Civitas Review

Consumer Spending Not the Problem During Recession


The indispensable economist Robert Higgs updates us on an ongoing theme I have discussed here a number of times in the past: the myth that it is consumer spending that drives economic growth and recession. Dips in consumer spending are the result of, not the cause of, a growing or slumping economy. Higgs presents the data to back up this claim:

According to these data, real personal consumption expenditure recovered from its recession decline by the fourth quarter of 2010. Continuing to grow, it now stands (as of the most recent data, for the second quarter of 2011) even farther above its pre-recession peak.

Real government expenditure for consumption and investment (this concept does not include the government’s transfer spending, such as unemployment insurance benefits and social security benefits) is also running higher than its pre-recession level. In the second quarter of 2011, it was running more than 2 percent higher (recall that this is “real,” or inflation-adjusted spending; nominal spending has grown substantially more).

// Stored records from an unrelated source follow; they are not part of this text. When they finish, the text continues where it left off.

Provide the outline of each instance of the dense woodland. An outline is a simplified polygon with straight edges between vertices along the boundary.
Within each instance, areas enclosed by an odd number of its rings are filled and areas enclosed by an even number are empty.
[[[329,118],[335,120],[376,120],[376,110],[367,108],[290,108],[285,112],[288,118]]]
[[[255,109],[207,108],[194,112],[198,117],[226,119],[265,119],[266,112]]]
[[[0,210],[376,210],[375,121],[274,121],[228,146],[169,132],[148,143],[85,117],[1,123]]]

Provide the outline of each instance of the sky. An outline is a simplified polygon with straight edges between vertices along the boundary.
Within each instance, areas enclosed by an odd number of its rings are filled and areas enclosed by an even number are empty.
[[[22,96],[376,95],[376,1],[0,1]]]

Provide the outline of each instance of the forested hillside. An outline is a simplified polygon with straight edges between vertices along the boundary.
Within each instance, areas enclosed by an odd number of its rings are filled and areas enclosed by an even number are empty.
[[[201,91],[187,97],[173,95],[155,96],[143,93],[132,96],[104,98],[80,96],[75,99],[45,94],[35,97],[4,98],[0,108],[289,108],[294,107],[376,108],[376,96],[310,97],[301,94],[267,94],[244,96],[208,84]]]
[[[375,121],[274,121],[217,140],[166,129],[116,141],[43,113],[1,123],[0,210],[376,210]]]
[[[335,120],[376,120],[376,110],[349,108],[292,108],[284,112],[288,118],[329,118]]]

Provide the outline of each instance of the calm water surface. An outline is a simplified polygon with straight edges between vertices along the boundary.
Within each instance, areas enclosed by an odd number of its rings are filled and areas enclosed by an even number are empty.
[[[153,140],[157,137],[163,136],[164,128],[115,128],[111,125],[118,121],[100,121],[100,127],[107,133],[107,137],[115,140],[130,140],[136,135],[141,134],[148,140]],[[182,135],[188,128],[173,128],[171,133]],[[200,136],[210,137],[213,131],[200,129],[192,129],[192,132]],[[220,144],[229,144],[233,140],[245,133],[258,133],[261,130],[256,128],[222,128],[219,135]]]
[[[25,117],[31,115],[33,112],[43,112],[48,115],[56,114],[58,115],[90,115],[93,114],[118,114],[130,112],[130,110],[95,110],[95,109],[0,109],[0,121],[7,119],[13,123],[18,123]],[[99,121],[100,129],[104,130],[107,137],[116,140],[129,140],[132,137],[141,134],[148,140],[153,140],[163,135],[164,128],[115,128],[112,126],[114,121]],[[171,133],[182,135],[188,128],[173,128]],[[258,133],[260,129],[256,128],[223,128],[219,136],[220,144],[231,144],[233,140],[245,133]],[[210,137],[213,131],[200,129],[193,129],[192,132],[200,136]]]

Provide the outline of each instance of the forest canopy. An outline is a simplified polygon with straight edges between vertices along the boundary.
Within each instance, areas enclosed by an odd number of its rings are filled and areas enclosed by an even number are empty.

The economy remains moribund not because consumption spending has failed to recover and not because government spending has failed to increase, but because the true driver of economic growth—private investment—remains deeply depressed. Gross private domestic fixed investment fell steeply after the second quarter of 2007, and in the second quarter of 2011 it remained 19 percent below its pre-recession peak. This figure fails to show how bad the investment situation really is, however, because the bulk of the investment spending now taking place is for what the accountants call the ”capital consumption allowance,” the amount estimated as necessary to compensate for the wear and tear and obsolescence of the existing capital stock.

The key variable is net private domestic fixed investment—the investment that builds the productive private capital stock. Quarterly data through this year are not currently available at the BEA website, but the annual data show that an index of its real amount peaked in 2006, fell substantially in each of the following three years, and recovered only slightly in 2010, when the index showed net private domestic fixed investment was running about 78 percent below its level in 2005 and 2006. Here is the true reason for the recession’s persistence.

Higgs (rightly, I believe) places a large share of the blame on entrepreneurs' reluctance to invest in capital goods on "regime uncertainty," or an unpredictable policy climate in which businesses are unsure of the impact of Obamacare, Wall St. regulation reforms, stimulus spending and the Fed's money printing (among others).

It's important to understand the true cause of the recession so we can avoid policies designed with the faulty premise of "getting consumers spendng again."

One Comment on this post

  • mtn girl says:
    Sep 14 at 17:21

    Our free market has never been more free. What is different in these times is the fact that the majority of Conservatives in govt. and business have stopped caring about middle class workers. When the disparity between income is as great as it is now -we can only fail and when we do- the blame needs to be placed where it belongs-at the feet of the Republican party.